Thus, step 1 is releasing a proper demo (not the combat demo I mentioned earlier but a full demo coming somewhere in 2019). At this point we’ll be 6 months away from launching the game on Steam’s Early Access, which is a more straightforward way to boost revenues for the final stretch: no promises, no stretch goals, hundreds of players’ reviews, open discussions, fair price.
If you want to support us now, the best way to do is to participate in various design discussions. Our design approach was once described as:
- Designer develops strong vision internally.
- Designer then seeks criticism and suggestions around that vision.
- Designer and critics argue relative merits.
- Designer improves his vision accordingly.
So if you have something to say, now is the time.
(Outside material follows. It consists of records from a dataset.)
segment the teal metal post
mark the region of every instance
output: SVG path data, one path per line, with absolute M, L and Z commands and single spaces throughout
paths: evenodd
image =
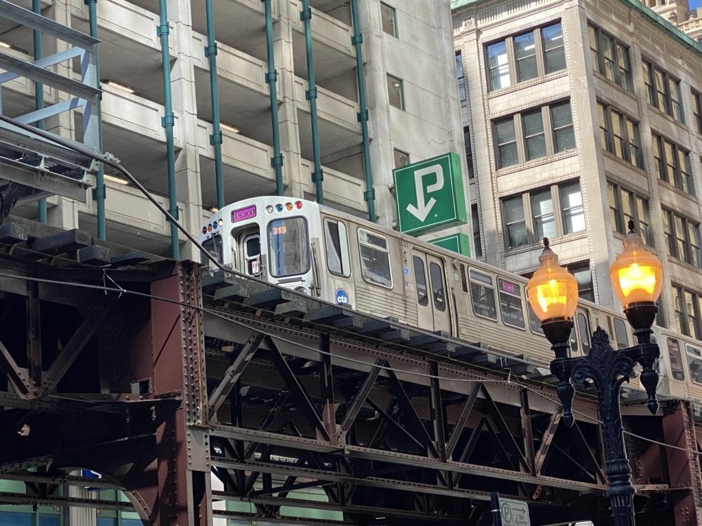
M 215 152 L 215 186 L 217 208 L 224 208 L 224 176 L 222 170 L 222 130 L 220 129 L 219 89 L 217 88 L 217 42 L 215 41 L 215 15 L 212 0 L 205 0 L 207 16 L 207 47 L 205 56 L 210 65 L 210 98 L 212 102 L 212 135 L 210 144 Z
M 37 1 L 39 0 L 37 0 Z M 98 0 L 85 0 L 88 6 L 88 14 L 90 20 L 90 36 L 98 38 Z M 95 69 L 98 80 L 98 88 L 100 88 L 100 57 L 95 54 Z M 98 95 L 98 149 L 102 152 L 102 94 Z M 95 212 L 98 220 L 98 238 L 105 239 L 105 199 L 107 196 L 107 187 L 105 186 L 105 167 L 102 163 L 98 163 L 98 173 L 95 176 L 95 189 L 93 191 L 93 198 L 95 201 Z
M 371 168 L 371 146 L 368 137 L 368 108 L 366 107 L 366 78 L 363 66 L 363 35 L 361 34 L 361 19 L 358 15 L 358 0 L 351 0 L 351 15 L 353 18 L 353 36 L 351 43 L 356 48 L 356 80 L 358 81 L 358 121 L 361 123 L 363 139 L 363 172 L 366 176 L 366 191 L 363 198 L 368 203 L 368 219 L 376 222 L 376 190 L 373 187 L 373 171 Z
M 32 11 L 37 15 L 41 14 L 41 3 L 40 0 L 32 0 Z M 34 29 L 32 32 L 34 43 L 34 60 L 41 58 L 41 32 Z M 44 109 L 44 84 L 34 82 L 34 109 Z M 44 119 L 34 123 L 37 128 L 44 130 Z M 37 203 L 37 213 L 40 223 L 46 224 L 46 199 L 42 198 Z
M 322 171 L 322 159 L 319 156 L 319 133 L 317 126 L 317 84 L 314 83 L 314 65 L 312 62 L 312 9 L 310 8 L 310 0 L 303 0 L 303 11 L 300 13 L 300 20 L 305 24 L 305 50 L 307 60 L 307 83 L 309 89 L 305 94 L 310 101 L 310 116 L 312 126 L 312 151 L 314 158 L 314 171 L 312 173 L 312 180 L 314 183 L 314 191 L 317 194 L 317 202 L 324 203 L 324 196 L 322 190 L 322 181 L 324 174 Z
M 175 219 L 180 219 L 178 213 L 178 200 L 176 198 L 176 149 L 173 145 L 173 126 L 176 117 L 173 112 L 171 94 L 171 56 L 168 53 L 168 17 L 166 0 L 159 0 L 159 25 L 158 35 L 161 39 L 161 62 L 164 73 L 164 117 L 161 126 L 166 132 L 166 154 L 168 159 L 168 213 Z M 171 257 L 180 259 L 178 245 L 178 227 L 171 222 Z
M 273 128 L 273 156 L 270 166 L 275 170 L 275 194 L 283 195 L 283 154 L 280 153 L 280 130 L 278 124 L 278 74 L 275 71 L 275 57 L 273 55 L 273 16 L 270 0 L 262 0 L 265 6 L 265 45 L 268 55 L 268 72 L 265 81 L 270 94 L 270 123 Z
Feargus Urquhart requires no introduction but I'm going to introduce him anyway. He's been managing Obsidian Entertainment for the last 15 years and he's the reason the company is still around, which is a no small feat. Under his stewardship, Obsidian prevailed where so many other studios either have failed or were absorbed by various gelatinous cubes preying on the weak, so I have nothing but the highest respect for the man and his uncanny ability to manage business.
Anyway, he did like the article and was kind enough to answer a few questions relevant to to the topic at hand:
1. What's your take on sequels and expansions? Obviously, Pillars of Eternity 2 and three planned DLCs suggest you're a strong believer. At the same time, its new 'nautical-leaning setting' and ship combat offer something very different to entice players to come back and try something new. Is this the best way to go then?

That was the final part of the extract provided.